At a special event in Cupertino today, Apple announced new Mac minis running on Intel Core Solo and Core Duo processors, making the machine 2.5x to 3x faster than the G4 models they replaced (according to Apple). Aside from the updated processor specifications, the new Mac mini features an integrated graphics chipset--called the Intel GMA950 graphics processor--which shares a minimum of 80MB of the system's 512MB of 667MHz DDR2 SDRAM.

Gamers generally loath integrated graphics: integrated chips share RAM with the system, making for a slower computer and a bad GPU (system RAM is much slower than dedicated VRAM). This is the first machine Apple has released without a dedicated graphics card. Previously the Mac mini featured a Radeon 9200 with 32 64MB of dedicated VRAM - not a brilliant chip, but one that doesn't rely on drawing RAM from the system.

While the Mac mini was never designed to be a gaming machine, it was intended to draw PC owners into buying a second, cheap BYODKM (bring your own display, keyboard and mouse) Macintosh.
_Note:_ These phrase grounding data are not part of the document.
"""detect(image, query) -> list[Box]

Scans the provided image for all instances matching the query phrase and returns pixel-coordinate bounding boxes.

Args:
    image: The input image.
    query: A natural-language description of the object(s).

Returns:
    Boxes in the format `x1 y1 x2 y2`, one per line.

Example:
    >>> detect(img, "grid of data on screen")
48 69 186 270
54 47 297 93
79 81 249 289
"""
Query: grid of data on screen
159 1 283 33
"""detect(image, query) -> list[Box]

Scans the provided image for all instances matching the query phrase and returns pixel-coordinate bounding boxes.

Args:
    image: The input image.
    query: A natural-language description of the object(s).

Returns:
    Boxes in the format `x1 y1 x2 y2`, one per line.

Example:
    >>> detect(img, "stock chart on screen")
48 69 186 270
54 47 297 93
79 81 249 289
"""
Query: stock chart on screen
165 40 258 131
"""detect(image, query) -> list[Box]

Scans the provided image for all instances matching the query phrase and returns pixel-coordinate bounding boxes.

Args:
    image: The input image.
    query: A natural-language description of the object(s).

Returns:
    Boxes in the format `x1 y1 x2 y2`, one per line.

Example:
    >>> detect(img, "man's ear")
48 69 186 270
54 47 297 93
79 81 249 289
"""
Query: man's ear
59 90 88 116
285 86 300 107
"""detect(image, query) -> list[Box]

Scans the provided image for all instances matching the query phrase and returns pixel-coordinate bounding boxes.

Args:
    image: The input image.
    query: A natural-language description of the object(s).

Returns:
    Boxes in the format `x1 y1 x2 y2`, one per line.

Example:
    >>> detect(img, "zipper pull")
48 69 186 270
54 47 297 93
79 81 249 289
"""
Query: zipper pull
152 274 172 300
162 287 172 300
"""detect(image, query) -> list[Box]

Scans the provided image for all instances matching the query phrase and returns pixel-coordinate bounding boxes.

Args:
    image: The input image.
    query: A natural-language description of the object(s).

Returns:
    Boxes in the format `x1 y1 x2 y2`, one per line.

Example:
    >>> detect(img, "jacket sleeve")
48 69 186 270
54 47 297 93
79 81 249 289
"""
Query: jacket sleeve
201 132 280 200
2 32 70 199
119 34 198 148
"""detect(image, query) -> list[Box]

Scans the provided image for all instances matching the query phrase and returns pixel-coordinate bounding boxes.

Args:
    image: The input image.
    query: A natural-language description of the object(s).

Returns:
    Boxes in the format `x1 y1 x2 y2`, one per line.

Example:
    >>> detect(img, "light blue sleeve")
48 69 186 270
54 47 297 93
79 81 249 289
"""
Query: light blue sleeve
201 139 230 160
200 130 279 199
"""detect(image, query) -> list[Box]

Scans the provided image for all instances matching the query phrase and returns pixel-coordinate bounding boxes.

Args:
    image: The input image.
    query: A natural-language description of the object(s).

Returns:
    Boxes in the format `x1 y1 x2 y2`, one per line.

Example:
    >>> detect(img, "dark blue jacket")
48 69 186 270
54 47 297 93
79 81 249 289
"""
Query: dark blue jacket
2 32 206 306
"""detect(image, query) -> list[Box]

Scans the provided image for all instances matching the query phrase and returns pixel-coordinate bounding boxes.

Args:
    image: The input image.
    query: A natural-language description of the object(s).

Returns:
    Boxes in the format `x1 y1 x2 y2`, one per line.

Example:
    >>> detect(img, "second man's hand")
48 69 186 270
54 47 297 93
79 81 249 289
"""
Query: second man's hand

By including crippled graphics hardware (possibly as part of a price-reduced deal with Intel) Apple has ignored a potential market of casual PC gamers that would have picked up a Mac mini had it included a capable graphics chipset. With ATI and NVIDIA offering an array of outstanding Mobile chipsets (that fit into the Mac mini's low-power/small-size design ethos) we see little reason for this step backwards.